I think we have been over this a few times already?
If you are going to point out that I made some mistakes, please be constructive so can actually change it and learn something from it.
The entire rest of the post was explaining what you did wrong.
You would almost think I actually do not know the language and thus try to prevent creating to much of mess.
You're not learning the language by avoiding its mechanics. You don't need to write perfect code the first time, or even good code the first time, but if you actually want to learn the language, you should be making an active effort to actually learn how the language is used and what the sort of code that people expect is. If you need some lints, I'm sure you can find a Scala linter online. General rule of thumb though: You never need to chain maps because instead, you could map the composition of those functions. Similar rules apply to other higher-order functions.
Oh thank you, I instantly understood what I have been doing wrong the whole time.
Oh wait, it did not help at all.
What you've been doing wrong, as I've said before, is that you've been writing entirely object-oriented code in a hybrid language that's main strength is its ability to use functional idioms. The clarification I was adding was that while you keep responding and talking about foreach, in most cases, you'd actually want to use a map or fold instead of a foreach. If you didn't refuse to listen at all, this would actually prove a useful piece of advice.
Yeah, so basically the opposite of what I (tried to?) explain.
Why use multiple maps, folds and filters while a single for and filter does what you want.
My point exactly is that you can use a single map or fold instead of a single for loop. Your complaint about using multiple maps is akin to saying "For loops suck because you could use three of them to implement something you could do in one for loop." Bad programming isn't a reason not to use something, and it's not a reason not to learn how to do something useful.
People do this because they think it looks 'fancy', yet I do not have enough knowledge to simplify it enough without using the for syntax.
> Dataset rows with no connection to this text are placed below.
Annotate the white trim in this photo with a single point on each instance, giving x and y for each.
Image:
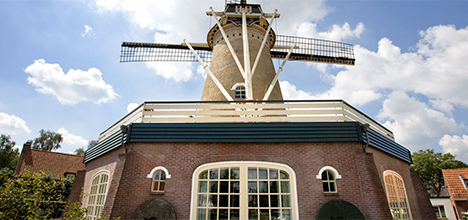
(150, 175)
(337, 175)
(234, 87)
(293, 180)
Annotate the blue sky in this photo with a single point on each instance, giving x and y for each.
(60, 70)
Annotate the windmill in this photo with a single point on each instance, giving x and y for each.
(239, 49)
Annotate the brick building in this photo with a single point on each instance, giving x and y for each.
(228, 157)
(456, 184)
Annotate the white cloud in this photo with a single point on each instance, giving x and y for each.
(336, 32)
(71, 88)
(413, 122)
(71, 139)
(290, 92)
(11, 125)
(132, 106)
(88, 31)
(456, 145)
(165, 18)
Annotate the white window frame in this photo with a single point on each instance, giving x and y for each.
(397, 194)
(243, 191)
(100, 172)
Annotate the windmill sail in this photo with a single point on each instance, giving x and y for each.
(308, 49)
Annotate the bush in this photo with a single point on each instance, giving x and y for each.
(32, 195)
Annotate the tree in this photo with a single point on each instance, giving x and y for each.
(429, 165)
(8, 154)
(47, 140)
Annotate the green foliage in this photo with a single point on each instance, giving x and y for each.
(32, 195)
(429, 165)
(8, 154)
(47, 140)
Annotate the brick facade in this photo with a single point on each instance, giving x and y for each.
(361, 183)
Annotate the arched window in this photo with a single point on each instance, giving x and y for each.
(328, 181)
(244, 190)
(97, 195)
(159, 181)
(329, 175)
(396, 195)
(158, 178)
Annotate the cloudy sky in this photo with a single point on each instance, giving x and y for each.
(60, 70)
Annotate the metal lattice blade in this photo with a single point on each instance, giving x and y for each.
(313, 50)
(146, 52)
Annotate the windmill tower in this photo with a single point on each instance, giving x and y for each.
(240, 48)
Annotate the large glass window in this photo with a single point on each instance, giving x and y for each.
(396, 195)
(97, 195)
(242, 190)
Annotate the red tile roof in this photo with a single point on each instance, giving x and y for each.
(54, 163)
(454, 184)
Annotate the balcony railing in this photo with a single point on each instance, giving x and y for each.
(246, 112)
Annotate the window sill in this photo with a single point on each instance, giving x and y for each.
(156, 193)
(330, 193)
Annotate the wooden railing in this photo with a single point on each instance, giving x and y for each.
(246, 111)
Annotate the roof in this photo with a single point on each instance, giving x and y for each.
(274, 132)
(454, 182)
(53, 163)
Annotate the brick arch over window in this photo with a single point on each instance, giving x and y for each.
(396, 195)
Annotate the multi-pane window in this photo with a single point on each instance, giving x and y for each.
(243, 191)
(159, 181)
(328, 181)
(396, 196)
(97, 196)
(440, 211)
(240, 92)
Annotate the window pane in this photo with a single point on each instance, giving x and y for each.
(224, 187)
(224, 173)
(253, 214)
(213, 186)
(264, 201)
(201, 201)
(325, 187)
(234, 214)
(264, 214)
(253, 202)
(234, 200)
(285, 201)
(263, 173)
(273, 174)
(274, 201)
(213, 214)
(223, 214)
(284, 175)
(201, 214)
(235, 187)
(214, 174)
(285, 187)
(252, 186)
(252, 173)
(287, 214)
(332, 187)
(202, 186)
(223, 201)
(157, 175)
(203, 175)
(213, 201)
(274, 187)
(235, 173)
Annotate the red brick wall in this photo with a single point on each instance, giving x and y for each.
(360, 183)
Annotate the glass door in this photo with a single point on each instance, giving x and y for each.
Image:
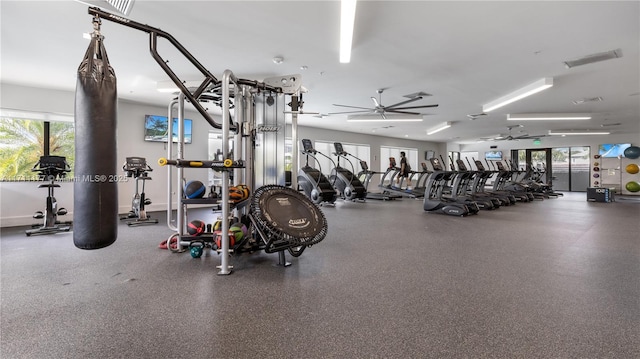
(561, 165)
(579, 168)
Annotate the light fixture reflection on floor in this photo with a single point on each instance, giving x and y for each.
(547, 116)
(528, 90)
(438, 128)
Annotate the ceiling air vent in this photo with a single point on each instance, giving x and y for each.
(585, 100)
(613, 54)
(122, 6)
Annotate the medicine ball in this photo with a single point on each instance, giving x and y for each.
(632, 152)
(232, 239)
(238, 193)
(194, 189)
(239, 230)
(196, 227)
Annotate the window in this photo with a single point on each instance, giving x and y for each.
(326, 148)
(25, 136)
(411, 154)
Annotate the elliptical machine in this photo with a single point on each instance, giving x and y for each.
(138, 168)
(434, 201)
(49, 168)
(315, 184)
(344, 181)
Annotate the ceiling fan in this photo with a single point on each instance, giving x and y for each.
(510, 137)
(381, 110)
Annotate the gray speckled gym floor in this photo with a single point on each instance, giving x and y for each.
(558, 278)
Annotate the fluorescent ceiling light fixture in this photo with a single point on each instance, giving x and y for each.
(386, 118)
(347, 22)
(547, 116)
(578, 133)
(438, 128)
(528, 90)
(123, 6)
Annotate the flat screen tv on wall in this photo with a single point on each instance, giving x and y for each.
(156, 129)
(612, 149)
(493, 155)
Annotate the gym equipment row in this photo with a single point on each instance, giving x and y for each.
(341, 182)
(50, 168)
(463, 191)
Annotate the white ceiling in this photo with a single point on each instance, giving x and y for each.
(463, 53)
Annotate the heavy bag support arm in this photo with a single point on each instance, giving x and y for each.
(210, 82)
(154, 33)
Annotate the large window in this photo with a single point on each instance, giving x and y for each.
(327, 148)
(411, 154)
(25, 136)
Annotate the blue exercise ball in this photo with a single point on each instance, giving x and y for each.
(632, 152)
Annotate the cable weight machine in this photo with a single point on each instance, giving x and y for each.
(280, 218)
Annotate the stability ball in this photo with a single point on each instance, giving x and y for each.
(633, 186)
(632, 168)
(632, 152)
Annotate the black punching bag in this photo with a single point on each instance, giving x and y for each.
(95, 191)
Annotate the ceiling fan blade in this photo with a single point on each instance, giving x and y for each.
(410, 107)
(361, 111)
(364, 108)
(405, 102)
(403, 112)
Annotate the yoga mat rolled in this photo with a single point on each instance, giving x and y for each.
(95, 189)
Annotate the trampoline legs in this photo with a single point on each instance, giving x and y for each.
(282, 260)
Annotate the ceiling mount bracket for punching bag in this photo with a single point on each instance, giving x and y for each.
(209, 83)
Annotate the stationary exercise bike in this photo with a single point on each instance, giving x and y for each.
(49, 168)
(312, 181)
(344, 181)
(138, 168)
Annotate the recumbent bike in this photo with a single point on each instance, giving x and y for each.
(49, 168)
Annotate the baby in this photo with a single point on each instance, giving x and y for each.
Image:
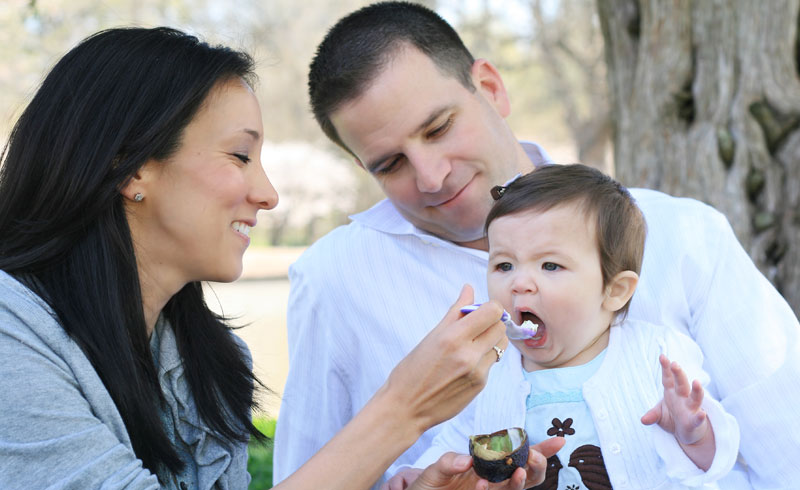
(565, 249)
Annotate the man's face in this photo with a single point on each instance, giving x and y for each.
(435, 147)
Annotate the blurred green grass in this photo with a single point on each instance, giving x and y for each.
(259, 456)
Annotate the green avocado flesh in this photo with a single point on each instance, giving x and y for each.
(495, 456)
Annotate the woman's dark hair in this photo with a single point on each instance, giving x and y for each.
(620, 225)
(121, 97)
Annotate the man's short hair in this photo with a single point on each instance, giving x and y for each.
(356, 48)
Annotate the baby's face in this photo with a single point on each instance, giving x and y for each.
(544, 266)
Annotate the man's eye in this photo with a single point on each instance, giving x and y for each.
(441, 129)
(389, 167)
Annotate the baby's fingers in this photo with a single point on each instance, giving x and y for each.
(682, 387)
(653, 415)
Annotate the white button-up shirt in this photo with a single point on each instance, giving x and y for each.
(365, 294)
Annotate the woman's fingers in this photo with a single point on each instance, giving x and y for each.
(450, 365)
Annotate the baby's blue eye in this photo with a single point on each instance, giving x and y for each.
(243, 158)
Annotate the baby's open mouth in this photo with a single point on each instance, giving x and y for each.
(528, 316)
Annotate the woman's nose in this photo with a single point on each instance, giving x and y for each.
(262, 192)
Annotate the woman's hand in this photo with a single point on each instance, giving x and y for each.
(453, 471)
(431, 384)
(449, 366)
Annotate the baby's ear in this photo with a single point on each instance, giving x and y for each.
(619, 290)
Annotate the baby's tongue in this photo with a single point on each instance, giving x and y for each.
(533, 319)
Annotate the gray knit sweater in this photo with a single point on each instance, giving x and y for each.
(59, 428)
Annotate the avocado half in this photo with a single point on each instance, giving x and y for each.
(495, 456)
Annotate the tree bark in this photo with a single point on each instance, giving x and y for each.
(705, 99)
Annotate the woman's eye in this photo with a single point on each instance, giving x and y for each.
(243, 158)
(504, 267)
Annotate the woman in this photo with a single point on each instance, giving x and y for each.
(133, 175)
You don't pull the knowledge out of thin air. You learn how to write good code using higher-order functions by doing it, not by totally ignoring it as a language feature. Anybody who's writing higher-order functions because they look "fancy" is probably not a very good programmer, but I think you're wrong that this is the general trend. People write higher-order functions because they're an effective way of encapsulating common, but somewhat complex semantics into simple, consistent idioms.
Hmm, if there only was of telling somebody I already fully understood that in the first place so they wont come up telling me exactly what I tried to avoid them telling me.
If you really knew this already, you wouldn't have tried to put that point as an aside. The necessity to understand standard library functions is important, and incredibly relevant in this discussion.
Thank you fine sir, by actually figuring out what I tried to say by contradicting yourself.
I did not contradict myself at all. I said you should use map and fold over foreach, and I also said that map and fold are the bread and butter of functional programming. Both of these things are true, and both of these things are mutually consistent. I'm not sure where exactly you think I contradicted myself, but you're clearly lacking in English literacy. So, maybe you should work on that before you start trying to work on learning how to actually program.
Using functional style for things like iteration can actually be very efficient. For example, Rust uses functional style iterators and yet, thanks to optimizations, it runs just as fast as a carefully crafted C-style loop. Functional style is not slow, but an implementation of it can be. Hence why I said to benchmark it first.
For the record, Scala, Haskell, and any other reasonable functional language perform similar optimizations. There's virtually no performance difference between one map and two maps. Any performance difference is so negligible that other factors (in Scala's case, especially the GC) will outpace it. Go ahead, try it yourself.